We loved our radiant heat flooring so much that we installed electric radiant heat flooring in our next home. We finished the basement family room but there wasn't any heat, except for two vents tapping into the heat upstairs … which wasn't adequate. We used two 10 x 10 ft rubber pads with electric wiring embedded in the rubber. This was perfect for my husband's home office as he was able to program the radiant heat to match his work schedule.
New Products Deliver Radiant Floor Heating
Another New England homeowner decided to use Warmboard radiant heat flooring in their kitchen, as part of a remodeling project. The Warmboard radiant heating product uses plywood panels to direct the flow of hot water through channels where pex tubing is installed. This solutions conducts more heat than older, concrete radiant systems.
The installation team found the boards easy to work with. The company provided a tubing layout plan for installing the panels which install similar to sub-flooring, with insulation below to prevent unwanted heat loss. After the panels were laid down, the pex tubing was laid out through all of the boards, using “… electrician nailing plates on the turns to help hold the tubing in place while it establishes its memory”. These are then removed before the final flooring was installed on top of the warmboard sub-floor.
A Warmboard radiant floor heating system can heat large spaces with a lower monthly heating bill. With the integrated aluminum transferring heat from the pex tubing to the entire panel, you'll need to pump less hot water through the radiant floor heating system and spend less money.
Warmboard radiant floor heating is perfect for new houses, or remodeling projects where you need additional heating capacity and have access to the the floor and plumbing. The higher product and installation costs will be recouped with monthly savings on your heating bills, and saving energy is good for our environment.
Want to learn more about home heating concepts? Here are a few articles to check out …
- Home Heating Concepts
- How Many Types of Home Heating Systems Are There?
- 8 Smart Ideas to Keep Your House Warm
Thanks for sharing this article about floor heating, this is the first time I knew.

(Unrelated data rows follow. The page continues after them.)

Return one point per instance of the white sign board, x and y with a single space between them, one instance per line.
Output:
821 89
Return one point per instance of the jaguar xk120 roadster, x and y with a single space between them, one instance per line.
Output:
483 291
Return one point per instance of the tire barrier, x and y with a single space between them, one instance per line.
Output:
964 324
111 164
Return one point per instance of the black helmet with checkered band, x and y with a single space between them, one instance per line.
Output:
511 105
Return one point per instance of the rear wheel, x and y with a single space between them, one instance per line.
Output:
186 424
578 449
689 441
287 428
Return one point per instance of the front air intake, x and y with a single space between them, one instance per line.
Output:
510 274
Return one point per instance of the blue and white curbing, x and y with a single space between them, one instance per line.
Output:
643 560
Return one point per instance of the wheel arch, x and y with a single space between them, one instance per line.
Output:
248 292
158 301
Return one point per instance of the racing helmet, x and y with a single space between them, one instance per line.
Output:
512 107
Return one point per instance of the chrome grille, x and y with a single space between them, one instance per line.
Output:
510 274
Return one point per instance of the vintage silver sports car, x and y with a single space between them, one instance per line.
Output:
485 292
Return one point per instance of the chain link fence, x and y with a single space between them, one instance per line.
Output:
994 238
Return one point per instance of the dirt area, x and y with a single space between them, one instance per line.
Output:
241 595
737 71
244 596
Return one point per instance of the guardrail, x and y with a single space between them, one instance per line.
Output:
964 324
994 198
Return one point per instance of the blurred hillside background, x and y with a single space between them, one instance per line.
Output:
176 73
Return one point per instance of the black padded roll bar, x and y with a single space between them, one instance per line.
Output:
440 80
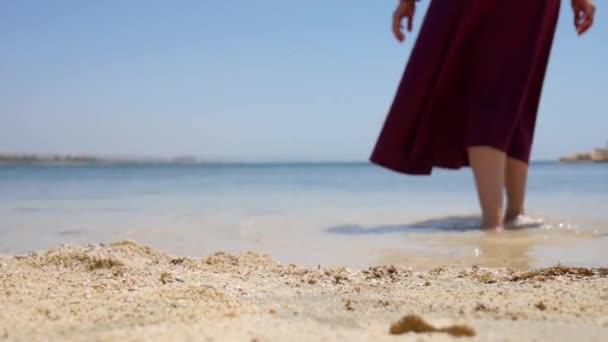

I’ve put radiant floor in 2 of my homes & absolutely love it … but now live in Florida & don’t need it here.
I really like the idea of heating the floor to keep everyone in the home comfortable and this method you had talked about sounds perfect for handling the coolness of my floor in the winter. My wife isn’t really liking how cold our floor is getting in the mornings already and I’m worried that it’s only going to get colder from here. I’ll have to start looking more into a floor heating company to help handle everything for us this year.
These floors are wonderful, although expensive to add to a home already built. I found putting down the electric pads and tile on top was the best solution for my condo in New Hampshire.